18 (20): Through the tried-and-true sob story of the sinner repentant, you skyrocket through public opinion polls to third place.

Omega124 said:
With my modest crowd, I point out how Greece is currently bankrupt, and being members of Hellenic Nambia means the country will go default hence soon unless they take Nambia back for the Nambians
12 (14): The crowd concurs that this crippling austerity is not only un-socialist, it's un-African, and begin remobilizing the All People's Party.

Seon said:
I seek out the closest doctor for repairs!
9 (5): Repairs? You're not a cyborg!

Ailedhoo said:
Try to look for a nearby fuel station.
18: You try so hard, you get a +1 bonus to perception rolls!
*roll*
5 (6): But all you see are some bandits that think you have fuel.
ROLL TO DODGE!
8: You're kicked in the shin for 6 damage.

NinjaCow64 said:
As a reward for my sevices to the Brotherhood my character is finally put on the opening post :p
17: You materialize in the African savanna with a complementary laser chain gun and three battery packs.

hoplitejoe said:
I ask my fellow Tajik elders if they have heard of "Horace, Master of Bmfpqrtz", and if they have heard of his whereabouts.
13 (14): Local legend holds that Horace passed through Afghanistan on his way to Tibet.

SouthernKing said:
I keep trying
13: You find Darth Caesar's Enchanter, who uses practical medicine to stop the bleeding.

Dhoomstriker said:
Travelling via lion back (thank you, Attlee), together with the rest of our lions, I arrive at CivGeneral's location, where I engineer a medical contraption using some Popsicle sticks and duct tape that restores us both to full health.
8 (13): You make haste to CivGeneral and manage to rig some emergency stimulants that restore 25 hitpoints to the both of you.

CivCube is declared AWOL.
Verarde didn't make the cut.
Ion Cannon strike on CivGeneral! He's on the brink of collapse...
 
I head to the nearest store and nick some Tentacle Grape.
 
Hush, now. I was enacting powerful legislation with the moves of love. Now that the town has my back, I dance for no other reason than to put the jive back into politics.

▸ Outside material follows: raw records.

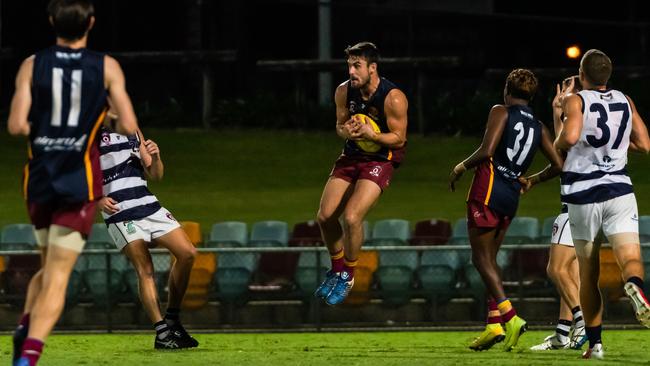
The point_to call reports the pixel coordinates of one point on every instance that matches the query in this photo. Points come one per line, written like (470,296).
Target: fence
(268,288)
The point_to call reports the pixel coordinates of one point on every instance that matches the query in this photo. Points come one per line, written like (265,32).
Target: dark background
(483,39)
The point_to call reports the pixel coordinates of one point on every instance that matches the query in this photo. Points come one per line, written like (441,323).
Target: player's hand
(152,149)
(526,184)
(350,128)
(455,175)
(365,132)
(108,205)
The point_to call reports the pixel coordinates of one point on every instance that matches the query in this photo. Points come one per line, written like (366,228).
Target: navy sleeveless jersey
(373,108)
(68,105)
(496,181)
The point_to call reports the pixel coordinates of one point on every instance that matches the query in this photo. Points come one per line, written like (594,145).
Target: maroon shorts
(76,216)
(351,170)
(481,216)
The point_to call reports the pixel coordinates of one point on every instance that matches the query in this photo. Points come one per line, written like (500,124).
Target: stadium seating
(531,263)
(234,271)
(193,231)
(269,234)
(228,234)
(19,268)
(431,232)
(437,273)
(309,273)
(395,272)
(306,234)
(390,232)
(547,230)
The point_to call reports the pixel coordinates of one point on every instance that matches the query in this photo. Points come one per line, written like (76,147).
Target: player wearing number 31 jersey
(512,136)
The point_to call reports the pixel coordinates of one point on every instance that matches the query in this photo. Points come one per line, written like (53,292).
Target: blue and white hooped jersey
(594,170)
(124,179)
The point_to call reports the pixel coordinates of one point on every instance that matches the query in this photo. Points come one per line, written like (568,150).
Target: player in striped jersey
(512,136)
(135,218)
(562,261)
(59,103)
(600,126)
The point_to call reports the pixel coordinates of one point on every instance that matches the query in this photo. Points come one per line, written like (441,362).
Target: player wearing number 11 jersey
(59,103)
(599,127)
(512,136)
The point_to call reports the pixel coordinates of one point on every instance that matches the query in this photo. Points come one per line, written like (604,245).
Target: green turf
(375,349)
(252,175)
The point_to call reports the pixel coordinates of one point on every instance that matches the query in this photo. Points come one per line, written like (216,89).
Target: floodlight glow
(573,52)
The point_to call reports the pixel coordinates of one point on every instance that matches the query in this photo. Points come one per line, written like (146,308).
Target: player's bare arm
(552,170)
(22,101)
(115,83)
(572,126)
(150,156)
(496,122)
(639,139)
(396,110)
(344,124)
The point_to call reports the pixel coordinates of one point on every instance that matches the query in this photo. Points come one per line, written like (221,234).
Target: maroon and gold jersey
(496,183)
(373,108)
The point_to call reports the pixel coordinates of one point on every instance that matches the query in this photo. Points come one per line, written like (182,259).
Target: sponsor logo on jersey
(60,143)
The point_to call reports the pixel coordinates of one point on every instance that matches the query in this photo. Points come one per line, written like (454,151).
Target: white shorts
(615,216)
(562,231)
(149,228)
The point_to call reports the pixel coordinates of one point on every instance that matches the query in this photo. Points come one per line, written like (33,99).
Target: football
(366,145)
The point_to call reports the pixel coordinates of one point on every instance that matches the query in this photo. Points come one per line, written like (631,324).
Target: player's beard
(360,83)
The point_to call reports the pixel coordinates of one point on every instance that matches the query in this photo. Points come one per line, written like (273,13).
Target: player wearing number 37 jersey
(599,127)
(512,136)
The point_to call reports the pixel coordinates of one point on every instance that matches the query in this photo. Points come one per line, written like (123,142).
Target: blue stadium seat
(269,234)
(309,271)
(390,232)
(234,271)
(228,234)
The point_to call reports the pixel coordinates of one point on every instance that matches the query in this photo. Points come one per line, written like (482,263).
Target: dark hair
(522,84)
(367,50)
(70,18)
(596,66)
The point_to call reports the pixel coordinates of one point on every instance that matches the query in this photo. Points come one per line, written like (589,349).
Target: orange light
(573,52)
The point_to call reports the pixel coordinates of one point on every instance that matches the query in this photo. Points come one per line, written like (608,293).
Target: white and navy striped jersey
(124,179)
(594,170)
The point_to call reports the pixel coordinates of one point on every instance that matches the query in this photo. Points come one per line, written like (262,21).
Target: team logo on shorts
(130,228)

CivCube iiiiiiiiiiiissssss...the MAYOR OF MOONWALK

in

DOO-WOP DEMOCRACY 2: BOOGIE BOOGALOO
 
Due to my excellent relations with the Finnish people it should be easy to get the great Finnish rock band the Leningrad Cowboys to do a concert in my support.
 
My metagaming senses are tingling! There's a large amount of unfriendlies converging on Dhoomstrikers position! Using a conviently located wormhole to AMERICA, I make my way to his location and fire at anyone in (Dhoom)striking range with hot death lazers. FOR DODGE!